代わりに、広場の噴水を見た。マナ循環式の噴水。水が絶えず流れ、光を弾いている。
「……この噴水は、誰が設計したのです」
「俺。水汲みがめんどくさかったから作った」
「面倒だから……」
ヴェルナーの目に、何かが過ぎった。ほんの一瞬だけだ。
「検討の余地はあります。ただし、規則は規則です」
ヴェルナーが立ち上がり、背を向けた。
軍靴の音が遠ざかっていく。
……完全な拒否じゃなかった。
「検討の余地」。あの堅物がそんな言葉を使った。
めんどい。本当にめんどい。
昼寝の時間を返してほしい。こいつが来てから、ゆっくり休めた日がない。
だが、ただ追い返せる相手でもない。
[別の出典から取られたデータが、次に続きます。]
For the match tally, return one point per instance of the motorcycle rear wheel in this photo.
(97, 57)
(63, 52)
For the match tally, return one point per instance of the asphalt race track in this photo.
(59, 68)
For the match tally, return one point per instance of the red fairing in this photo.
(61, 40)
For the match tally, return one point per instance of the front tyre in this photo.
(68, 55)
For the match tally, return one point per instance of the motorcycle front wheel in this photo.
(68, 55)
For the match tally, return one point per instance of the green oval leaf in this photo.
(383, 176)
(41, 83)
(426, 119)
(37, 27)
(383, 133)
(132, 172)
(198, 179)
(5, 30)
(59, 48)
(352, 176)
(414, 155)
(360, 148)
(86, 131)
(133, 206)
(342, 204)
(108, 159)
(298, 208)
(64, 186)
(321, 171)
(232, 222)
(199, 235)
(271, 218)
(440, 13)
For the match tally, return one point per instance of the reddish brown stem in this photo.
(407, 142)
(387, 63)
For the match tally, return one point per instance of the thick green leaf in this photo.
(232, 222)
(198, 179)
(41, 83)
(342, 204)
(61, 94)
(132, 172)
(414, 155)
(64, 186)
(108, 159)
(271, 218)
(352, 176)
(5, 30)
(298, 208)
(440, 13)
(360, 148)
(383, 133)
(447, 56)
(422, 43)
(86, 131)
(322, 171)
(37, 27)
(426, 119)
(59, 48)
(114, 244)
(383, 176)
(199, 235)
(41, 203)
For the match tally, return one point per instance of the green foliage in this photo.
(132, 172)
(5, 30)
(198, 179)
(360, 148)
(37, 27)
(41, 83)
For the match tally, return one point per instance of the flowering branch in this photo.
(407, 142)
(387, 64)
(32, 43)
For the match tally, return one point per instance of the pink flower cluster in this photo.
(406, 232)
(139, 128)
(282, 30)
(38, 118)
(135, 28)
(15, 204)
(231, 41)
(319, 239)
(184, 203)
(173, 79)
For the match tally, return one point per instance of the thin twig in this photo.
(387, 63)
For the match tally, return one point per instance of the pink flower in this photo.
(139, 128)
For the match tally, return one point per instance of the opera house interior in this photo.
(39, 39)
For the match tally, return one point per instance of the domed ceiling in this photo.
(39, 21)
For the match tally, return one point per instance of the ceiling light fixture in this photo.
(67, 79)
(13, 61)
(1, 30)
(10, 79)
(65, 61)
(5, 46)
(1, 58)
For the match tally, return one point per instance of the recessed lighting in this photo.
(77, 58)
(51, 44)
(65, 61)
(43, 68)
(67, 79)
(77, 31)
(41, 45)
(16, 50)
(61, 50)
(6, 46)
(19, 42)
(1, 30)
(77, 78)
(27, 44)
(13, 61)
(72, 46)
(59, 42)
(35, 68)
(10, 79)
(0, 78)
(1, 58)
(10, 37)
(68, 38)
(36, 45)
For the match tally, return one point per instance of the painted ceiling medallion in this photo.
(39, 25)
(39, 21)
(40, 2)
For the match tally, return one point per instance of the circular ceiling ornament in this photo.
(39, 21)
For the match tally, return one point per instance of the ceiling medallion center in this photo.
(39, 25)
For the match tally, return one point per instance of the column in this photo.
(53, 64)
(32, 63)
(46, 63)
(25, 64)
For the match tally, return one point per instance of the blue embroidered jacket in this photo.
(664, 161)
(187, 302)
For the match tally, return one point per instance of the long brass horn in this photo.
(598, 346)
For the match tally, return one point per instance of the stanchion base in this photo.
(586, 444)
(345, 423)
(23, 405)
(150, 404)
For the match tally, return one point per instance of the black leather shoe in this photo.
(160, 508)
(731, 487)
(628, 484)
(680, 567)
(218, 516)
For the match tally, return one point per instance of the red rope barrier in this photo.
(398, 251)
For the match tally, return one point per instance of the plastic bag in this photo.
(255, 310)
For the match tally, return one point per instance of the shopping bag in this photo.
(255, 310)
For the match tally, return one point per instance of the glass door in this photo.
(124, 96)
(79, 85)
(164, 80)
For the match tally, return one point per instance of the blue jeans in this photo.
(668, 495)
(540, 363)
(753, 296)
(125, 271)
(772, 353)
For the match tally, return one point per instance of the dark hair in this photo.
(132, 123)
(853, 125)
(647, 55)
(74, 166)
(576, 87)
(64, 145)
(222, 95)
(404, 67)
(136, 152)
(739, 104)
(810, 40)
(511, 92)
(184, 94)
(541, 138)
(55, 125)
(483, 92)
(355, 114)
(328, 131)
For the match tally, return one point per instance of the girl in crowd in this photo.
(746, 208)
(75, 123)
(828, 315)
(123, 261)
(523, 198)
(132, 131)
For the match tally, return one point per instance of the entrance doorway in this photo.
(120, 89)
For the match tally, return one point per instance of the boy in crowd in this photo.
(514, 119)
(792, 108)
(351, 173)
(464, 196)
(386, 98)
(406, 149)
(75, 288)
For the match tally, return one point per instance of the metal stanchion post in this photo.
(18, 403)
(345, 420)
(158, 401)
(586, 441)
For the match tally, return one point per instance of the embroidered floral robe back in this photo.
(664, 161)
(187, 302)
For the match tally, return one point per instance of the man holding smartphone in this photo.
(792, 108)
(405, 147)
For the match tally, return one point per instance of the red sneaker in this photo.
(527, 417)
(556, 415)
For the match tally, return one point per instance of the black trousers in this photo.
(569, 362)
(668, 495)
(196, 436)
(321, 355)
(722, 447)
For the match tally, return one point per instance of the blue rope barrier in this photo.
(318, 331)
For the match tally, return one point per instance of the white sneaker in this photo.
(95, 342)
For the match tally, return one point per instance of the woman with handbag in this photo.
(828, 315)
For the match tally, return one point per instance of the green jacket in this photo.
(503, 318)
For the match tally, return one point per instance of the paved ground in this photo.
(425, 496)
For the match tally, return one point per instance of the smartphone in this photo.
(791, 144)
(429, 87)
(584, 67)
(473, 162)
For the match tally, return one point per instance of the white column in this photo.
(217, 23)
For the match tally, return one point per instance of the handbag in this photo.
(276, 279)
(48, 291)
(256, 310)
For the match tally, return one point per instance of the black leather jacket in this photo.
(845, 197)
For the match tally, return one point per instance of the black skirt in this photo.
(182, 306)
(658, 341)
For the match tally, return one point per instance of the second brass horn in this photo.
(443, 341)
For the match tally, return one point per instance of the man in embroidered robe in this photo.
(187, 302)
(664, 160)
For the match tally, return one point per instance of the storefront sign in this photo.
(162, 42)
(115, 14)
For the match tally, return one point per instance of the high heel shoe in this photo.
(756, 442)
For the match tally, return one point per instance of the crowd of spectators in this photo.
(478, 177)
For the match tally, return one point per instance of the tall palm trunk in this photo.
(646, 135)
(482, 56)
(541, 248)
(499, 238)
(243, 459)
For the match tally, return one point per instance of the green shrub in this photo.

こいつは兵百人を連れてきた男だ。
カイが戻ってきた。
「ユウト、どうだった」
「さあな。ただ、完全に扉を閉めたわけじゃなさそうだ」
「そうか。……俺の交渉は空回りだったな」
「お前は間違ってない。ただ、相手の言語が違っただけだ」
カイが少し笑った。悔しそうだが、前を向いている顔だった。
その夜、俺は窓の外を見た。
ヴェルナーが一人で広場を歩いていた。
噴水の前で立ち止まり、水面をじっと見つめている。
懐から、あの金属の板を取り出して──握りしめた。